What about consider a plastic limit strain? Fox example it could be consider establich a limit of 5% to the limit plastic strain. So Should I check Equivalent Plastic Strain or Equivalent Total Strain, which one? And then ensure that this is less than 5% or 0.05. Could it be reasonable?

 

[peteroznewman]

Frank,

Use a Body-Body General Joint in the System model.  One end is scoped to the hole in the lug, the other end is scoped to the feature that has a pin through that lug hole. To represent the pin without modeling the pin in the System model, leave the Joint rotational DOF parallel to the pin Free. Since the System model has many lugs of the same shape, but oriented in many different directions, create a local coordinate system at each lug. Align the local X axis to the normal of the base and the the local Z axis normal to the face of the lug. Use each local coodinate system to define the Joint Csys and for force output from the joint. In that way, sorting the forces in the X, Y and Z direction means you can apply the maximum force in the correct directions to the Detailed model.

I assume the structure sees cyclic loading, which means the materials are subject to fatigue failure. Fatigue failure is dependent on the stress amplitude and the number of cycles. The stress amplitude depends on the radius of the fillet at the interior corners. A lug machined out of a solid block of material has uniform material properties so you can use the stress on the face of the fillet to evaluate the cycles to failure for that material.
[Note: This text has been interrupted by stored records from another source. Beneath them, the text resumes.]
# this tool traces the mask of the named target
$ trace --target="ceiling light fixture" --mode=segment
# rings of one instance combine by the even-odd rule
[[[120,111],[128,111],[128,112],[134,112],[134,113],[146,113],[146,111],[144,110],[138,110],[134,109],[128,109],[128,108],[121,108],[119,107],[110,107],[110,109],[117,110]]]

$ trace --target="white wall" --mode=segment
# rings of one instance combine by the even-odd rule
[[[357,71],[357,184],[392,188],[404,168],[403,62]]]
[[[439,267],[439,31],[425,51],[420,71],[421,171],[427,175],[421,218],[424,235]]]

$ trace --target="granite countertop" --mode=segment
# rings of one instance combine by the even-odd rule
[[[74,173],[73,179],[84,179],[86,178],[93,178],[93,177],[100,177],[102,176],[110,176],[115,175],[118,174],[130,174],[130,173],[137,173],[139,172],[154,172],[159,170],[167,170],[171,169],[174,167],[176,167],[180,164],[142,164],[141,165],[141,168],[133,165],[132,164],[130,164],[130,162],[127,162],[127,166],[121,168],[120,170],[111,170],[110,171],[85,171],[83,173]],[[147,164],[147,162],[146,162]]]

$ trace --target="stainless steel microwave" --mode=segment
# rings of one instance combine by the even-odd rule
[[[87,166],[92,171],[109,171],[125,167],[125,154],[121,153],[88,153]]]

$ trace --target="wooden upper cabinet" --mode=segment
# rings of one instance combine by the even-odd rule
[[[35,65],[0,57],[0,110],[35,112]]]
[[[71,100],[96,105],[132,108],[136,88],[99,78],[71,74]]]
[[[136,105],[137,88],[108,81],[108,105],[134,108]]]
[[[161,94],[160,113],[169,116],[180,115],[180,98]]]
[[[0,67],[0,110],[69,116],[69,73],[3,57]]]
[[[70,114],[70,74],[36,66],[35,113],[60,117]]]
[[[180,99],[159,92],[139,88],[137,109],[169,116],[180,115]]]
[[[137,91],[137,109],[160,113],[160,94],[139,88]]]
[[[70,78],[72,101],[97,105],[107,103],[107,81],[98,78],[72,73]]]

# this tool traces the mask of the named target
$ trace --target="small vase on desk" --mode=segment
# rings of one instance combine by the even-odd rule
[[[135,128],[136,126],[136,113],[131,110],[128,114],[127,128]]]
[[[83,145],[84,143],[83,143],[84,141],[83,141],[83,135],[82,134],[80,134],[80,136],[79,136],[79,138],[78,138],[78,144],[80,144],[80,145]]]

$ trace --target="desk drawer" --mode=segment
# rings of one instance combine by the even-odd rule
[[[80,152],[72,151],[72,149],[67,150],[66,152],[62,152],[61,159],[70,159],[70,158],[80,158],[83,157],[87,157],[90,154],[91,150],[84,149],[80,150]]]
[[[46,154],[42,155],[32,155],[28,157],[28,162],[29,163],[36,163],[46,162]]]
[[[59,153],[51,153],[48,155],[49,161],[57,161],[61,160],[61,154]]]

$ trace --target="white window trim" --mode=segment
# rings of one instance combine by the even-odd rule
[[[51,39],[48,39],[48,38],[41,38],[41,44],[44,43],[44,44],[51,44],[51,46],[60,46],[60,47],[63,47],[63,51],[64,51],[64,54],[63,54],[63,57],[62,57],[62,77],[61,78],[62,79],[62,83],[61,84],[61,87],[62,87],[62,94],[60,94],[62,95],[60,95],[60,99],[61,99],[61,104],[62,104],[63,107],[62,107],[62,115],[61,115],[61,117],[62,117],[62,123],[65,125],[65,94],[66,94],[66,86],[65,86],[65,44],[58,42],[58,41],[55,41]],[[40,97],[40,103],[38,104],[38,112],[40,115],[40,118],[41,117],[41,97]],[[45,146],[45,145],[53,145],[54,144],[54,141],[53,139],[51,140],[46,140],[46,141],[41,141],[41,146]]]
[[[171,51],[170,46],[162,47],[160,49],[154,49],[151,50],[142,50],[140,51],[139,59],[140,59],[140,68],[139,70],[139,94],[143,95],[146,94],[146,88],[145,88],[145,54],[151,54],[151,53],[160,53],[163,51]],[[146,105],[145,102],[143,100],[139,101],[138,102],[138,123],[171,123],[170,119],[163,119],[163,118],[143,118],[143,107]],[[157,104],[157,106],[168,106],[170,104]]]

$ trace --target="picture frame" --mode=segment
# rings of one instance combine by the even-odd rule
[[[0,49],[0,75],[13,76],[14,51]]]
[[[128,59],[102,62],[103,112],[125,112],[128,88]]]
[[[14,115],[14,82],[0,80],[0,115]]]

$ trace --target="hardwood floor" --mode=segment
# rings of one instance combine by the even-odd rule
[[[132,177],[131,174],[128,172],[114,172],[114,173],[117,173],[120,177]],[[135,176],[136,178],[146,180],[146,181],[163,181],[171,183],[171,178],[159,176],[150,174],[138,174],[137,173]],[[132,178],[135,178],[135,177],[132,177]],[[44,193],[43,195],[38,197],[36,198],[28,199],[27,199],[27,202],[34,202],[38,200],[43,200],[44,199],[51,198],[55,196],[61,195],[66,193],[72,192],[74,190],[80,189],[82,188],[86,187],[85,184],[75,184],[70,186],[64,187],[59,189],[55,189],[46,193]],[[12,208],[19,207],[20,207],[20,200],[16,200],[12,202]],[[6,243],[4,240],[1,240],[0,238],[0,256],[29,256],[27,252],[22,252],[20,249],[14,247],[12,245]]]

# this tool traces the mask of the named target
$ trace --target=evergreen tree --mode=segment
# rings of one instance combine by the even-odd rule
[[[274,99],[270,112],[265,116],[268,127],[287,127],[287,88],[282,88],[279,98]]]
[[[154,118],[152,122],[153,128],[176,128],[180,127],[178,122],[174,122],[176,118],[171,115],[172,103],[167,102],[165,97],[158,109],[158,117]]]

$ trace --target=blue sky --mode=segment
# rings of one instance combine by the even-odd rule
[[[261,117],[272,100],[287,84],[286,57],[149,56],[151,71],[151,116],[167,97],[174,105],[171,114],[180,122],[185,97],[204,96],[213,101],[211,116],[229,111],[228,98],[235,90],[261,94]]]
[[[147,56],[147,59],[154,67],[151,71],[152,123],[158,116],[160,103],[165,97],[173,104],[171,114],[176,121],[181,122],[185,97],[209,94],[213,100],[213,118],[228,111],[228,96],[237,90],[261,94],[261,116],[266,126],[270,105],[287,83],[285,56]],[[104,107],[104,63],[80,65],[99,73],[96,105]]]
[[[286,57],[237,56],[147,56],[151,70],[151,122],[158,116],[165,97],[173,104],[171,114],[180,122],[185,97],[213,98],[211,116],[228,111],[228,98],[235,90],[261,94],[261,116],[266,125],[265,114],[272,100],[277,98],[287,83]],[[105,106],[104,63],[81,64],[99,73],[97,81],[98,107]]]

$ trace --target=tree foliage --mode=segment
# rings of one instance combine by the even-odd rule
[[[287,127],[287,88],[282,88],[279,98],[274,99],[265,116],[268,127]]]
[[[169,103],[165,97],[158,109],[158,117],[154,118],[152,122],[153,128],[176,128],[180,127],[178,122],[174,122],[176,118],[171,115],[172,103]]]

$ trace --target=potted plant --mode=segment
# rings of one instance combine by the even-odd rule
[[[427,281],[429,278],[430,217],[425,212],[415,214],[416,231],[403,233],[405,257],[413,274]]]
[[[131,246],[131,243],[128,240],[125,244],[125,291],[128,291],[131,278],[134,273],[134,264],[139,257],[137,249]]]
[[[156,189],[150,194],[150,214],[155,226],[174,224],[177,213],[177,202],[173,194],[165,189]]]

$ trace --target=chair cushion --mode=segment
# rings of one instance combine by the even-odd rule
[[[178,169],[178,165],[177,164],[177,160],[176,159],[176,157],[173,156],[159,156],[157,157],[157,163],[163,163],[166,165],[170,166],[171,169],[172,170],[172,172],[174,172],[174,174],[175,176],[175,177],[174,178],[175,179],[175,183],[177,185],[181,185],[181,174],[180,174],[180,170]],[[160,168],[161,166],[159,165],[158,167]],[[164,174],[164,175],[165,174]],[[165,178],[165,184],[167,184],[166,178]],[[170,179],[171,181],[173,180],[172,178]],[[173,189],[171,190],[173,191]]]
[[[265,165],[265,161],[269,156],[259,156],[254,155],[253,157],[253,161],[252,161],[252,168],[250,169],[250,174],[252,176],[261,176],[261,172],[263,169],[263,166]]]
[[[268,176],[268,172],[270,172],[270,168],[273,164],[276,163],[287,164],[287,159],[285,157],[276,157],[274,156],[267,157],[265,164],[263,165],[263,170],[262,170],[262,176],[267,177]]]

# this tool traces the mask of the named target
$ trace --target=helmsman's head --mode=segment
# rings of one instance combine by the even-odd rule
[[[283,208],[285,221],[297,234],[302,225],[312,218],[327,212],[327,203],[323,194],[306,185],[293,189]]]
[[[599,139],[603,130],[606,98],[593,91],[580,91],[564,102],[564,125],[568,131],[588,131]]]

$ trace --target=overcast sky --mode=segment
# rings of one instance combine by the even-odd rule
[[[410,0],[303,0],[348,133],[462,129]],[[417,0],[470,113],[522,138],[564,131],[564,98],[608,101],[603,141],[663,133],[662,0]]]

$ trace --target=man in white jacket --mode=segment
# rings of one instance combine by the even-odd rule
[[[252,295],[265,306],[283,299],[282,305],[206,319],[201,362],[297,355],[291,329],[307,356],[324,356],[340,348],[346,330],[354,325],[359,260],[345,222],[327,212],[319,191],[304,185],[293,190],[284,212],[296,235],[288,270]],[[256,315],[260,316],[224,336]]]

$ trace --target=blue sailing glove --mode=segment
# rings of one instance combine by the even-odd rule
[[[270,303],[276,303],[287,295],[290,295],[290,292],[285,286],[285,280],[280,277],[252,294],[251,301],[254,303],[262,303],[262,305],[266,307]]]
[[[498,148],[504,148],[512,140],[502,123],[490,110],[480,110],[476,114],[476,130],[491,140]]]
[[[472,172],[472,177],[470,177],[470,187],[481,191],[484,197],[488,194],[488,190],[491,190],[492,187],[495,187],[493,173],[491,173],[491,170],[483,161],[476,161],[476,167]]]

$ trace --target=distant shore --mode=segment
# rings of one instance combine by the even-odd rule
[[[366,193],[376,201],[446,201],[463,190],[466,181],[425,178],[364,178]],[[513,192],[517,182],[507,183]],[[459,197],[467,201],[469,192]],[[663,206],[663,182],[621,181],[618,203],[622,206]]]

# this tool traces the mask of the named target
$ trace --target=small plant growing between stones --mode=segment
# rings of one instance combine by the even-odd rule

A lug welded to a base plate does not have uniform material properties. Weld material is full of tiny cracks so its fatigue strength is much lower than the parent metal it connects. Look up a weld design standard for your country to learn how to design a welded joint.

Weld beads are often left as welded, which creates geometry with many stress risers where the angle changes suddenly from the weld face to the plate face it is joined to. To eliminate the stress risers, the weld bead has to be ground down to create the fillet radius.

Total plastic strain is used evaluate the elongation at break for a ductile material under a single load to failure. But if you have to design for fatigue of a welded joint, you will find you need to design for a lower stress than the yield strength of the parent metal.